Несколько пассажиров проходят по мосту, направляясь в район, где расположены дома зажиточных семей. У выхода — никаких продавцов фруктов, никаких стихийных митингов. Никаких иностранцев. На вокзале и в его окрестностях абсолютная тишина, транспорт — в минимальных количествах. Здесь, в вокзале нет никакой надобности, он служит только лишь переходом.
В то же самое время на вокзале Сержи-Префектюр, во всех направлениях скопление людей, торговцы фруктами и пиццей. Типичные запахи станций метро, много автобусов. Жизнь.
2 июня.
Необычайная тишина в полном вагоне пригородного метро. Раннее утро, семь часов. Как если бы люди принесли с собой свои неоконченные ночи.

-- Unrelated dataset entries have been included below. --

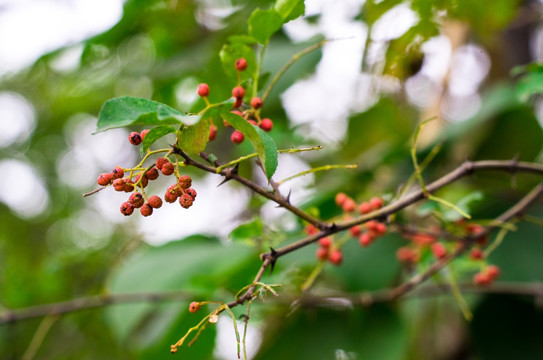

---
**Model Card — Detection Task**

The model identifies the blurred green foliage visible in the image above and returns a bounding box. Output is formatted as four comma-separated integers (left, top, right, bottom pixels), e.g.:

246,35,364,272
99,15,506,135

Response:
0,0,543,360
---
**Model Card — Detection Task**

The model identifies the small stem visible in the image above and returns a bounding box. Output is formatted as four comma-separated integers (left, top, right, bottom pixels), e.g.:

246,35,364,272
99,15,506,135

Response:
428,194,471,219
277,164,356,185
216,145,322,173
262,40,329,102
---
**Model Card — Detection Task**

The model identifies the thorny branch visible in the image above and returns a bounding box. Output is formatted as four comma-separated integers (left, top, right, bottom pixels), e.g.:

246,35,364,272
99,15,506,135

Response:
4,158,543,325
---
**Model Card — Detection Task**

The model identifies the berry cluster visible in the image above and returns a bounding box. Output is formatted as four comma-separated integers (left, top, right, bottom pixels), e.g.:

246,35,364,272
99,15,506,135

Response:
197,58,273,144
396,220,500,285
96,129,196,216
305,193,387,265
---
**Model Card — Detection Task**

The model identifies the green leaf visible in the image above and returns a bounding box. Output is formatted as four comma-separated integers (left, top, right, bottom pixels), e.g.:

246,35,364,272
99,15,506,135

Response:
228,35,258,45
177,119,209,154
273,0,305,23
157,104,200,125
221,112,277,180
140,125,177,155
108,236,254,339
94,96,199,134
228,217,264,245
516,70,543,101
219,42,256,81
443,191,484,221
249,9,283,44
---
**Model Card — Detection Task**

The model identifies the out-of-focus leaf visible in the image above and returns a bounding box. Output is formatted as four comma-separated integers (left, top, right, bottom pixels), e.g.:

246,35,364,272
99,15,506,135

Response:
221,112,277,179
273,0,305,22
95,96,199,133
442,191,483,221
219,42,256,81
141,125,177,154
256,303,408,360
108,236,253,339
177,118,209,154
249,9,283,44
229,217,264,244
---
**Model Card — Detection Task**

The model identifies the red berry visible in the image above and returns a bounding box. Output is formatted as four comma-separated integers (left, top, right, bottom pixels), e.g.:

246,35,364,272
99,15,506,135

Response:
209,125,217,141
230,130,245,144
121,202,134,216
260,118,273,132
396,246,419,264
160,160,175,176
341,198,356,212
140,129,151,141
145,167,159,180
251,97,262,109
128,131,141,145
358,232,373,247
304,224,319,235
128,193,145,208
334,193,349,206
149,195,162,209
358,202,372,214
319,236,332,248
328,249,343,265
140,204,153,216
198,83,209,97
189,301,202,314
96,173,113,186
410,233,437,245
113,179,126,191
178,175,192,189
185,188,197,201
486,265,500,281
111,166,124,180
232,86,245,99
431,243,447,259
156,158,170,171
236,58,247,71
473,272,492,286
179,194,194,209
124,180,135,192
374,223,387,235
366,220,378,232
164,184,179,203
469,248,485,260
136,174,149,187
349,225,362,237
316,247,328,261
370,197,383,210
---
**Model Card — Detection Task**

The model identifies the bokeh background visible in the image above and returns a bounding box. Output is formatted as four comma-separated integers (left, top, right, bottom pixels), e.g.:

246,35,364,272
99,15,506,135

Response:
0,0,543,359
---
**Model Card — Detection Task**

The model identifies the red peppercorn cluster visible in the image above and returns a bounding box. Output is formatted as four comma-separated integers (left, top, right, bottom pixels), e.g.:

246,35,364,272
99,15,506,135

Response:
96,130,196,216
197,58,273,144
473,265,500,286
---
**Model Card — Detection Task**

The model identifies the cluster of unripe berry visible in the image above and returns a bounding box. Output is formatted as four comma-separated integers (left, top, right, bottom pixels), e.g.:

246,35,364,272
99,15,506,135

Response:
396,221,500,285
305,193,387,265
197,58,273,144
96,129,196,216
335,193,387,247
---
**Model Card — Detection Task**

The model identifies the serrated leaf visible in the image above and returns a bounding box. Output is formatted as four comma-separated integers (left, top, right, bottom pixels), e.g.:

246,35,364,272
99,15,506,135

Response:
273,0,305,23
141,125,177,154
249,9,283,44
258,71,271,91
157,104,200,125
221,112,277,180
94,96,195,134
228,35,258,45
228,217,264,244
219,42,256,81
177,119,209,154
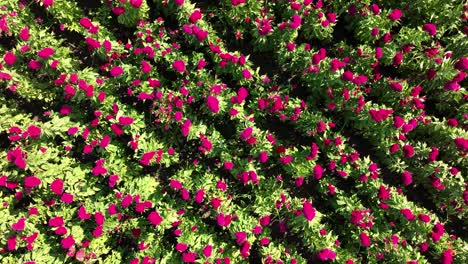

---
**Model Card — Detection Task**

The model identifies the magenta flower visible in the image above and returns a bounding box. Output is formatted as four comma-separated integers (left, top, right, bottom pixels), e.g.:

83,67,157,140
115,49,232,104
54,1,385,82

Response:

Вечером — полная противоположность: кругом — вибрации, бесконечная энергия наполняет воздух. На остановке люди торопятся вырваться на свободу. Из вагона метро видно, как сотни ног бегут по платформе, направляясь к выходу.
9 июня.
Служба социальной помощи населению расположена на цокольном этаже парижской мэрии, в десятом округе. Как только открываются железные ворота, люди устремляются к зданию, спускаются по лестнице, берут талон и усаживаются в ожидании своей очереди. Социальный работник в окне регистрации кричит абсолютно на всех. Какой-то человек протягивает ему свои документы.
«Что это за тарабарщина? Я не понимаю по-китайски!» — кричит он. Он поднимается и направляется к людям, ожидающих свою очередь. «кто-нибудь понимает по-китайски?» Никто не отвечает. Служащий возвращается: «Вот видите, по-китайски никто не говорит». Приходите в следующий раз с переводчиком». Мужчина не двигается с места. Регистратор подталкивает его к выходу. Со стороны очереди слышится голос: «Подождите, может быть, он говорит по-английски? Do you speak English? » Регистратор поворачивается к человеку, произнесшему эту фразу: «Это не ваше дело». Китаец уходит.
В этом же зале, вдоль стены, ряд смежных окошек. В каждом из них за столом сидит женщина. Перед столом два стула. Когда называют номер, при подходе к окошку его сверяют, предлагают сесть, спрашивают, зачем ты пришел, просят твои документы. Это — исповедальня для бедных.
Перед выходом, служащий тщательно вырезает черную часть фотокопии, при этом внимательно следя за новоприбывшими, готовясь продемонстрировать им всю свою власть и презрение.
Это место, куда приходят только обездоленные.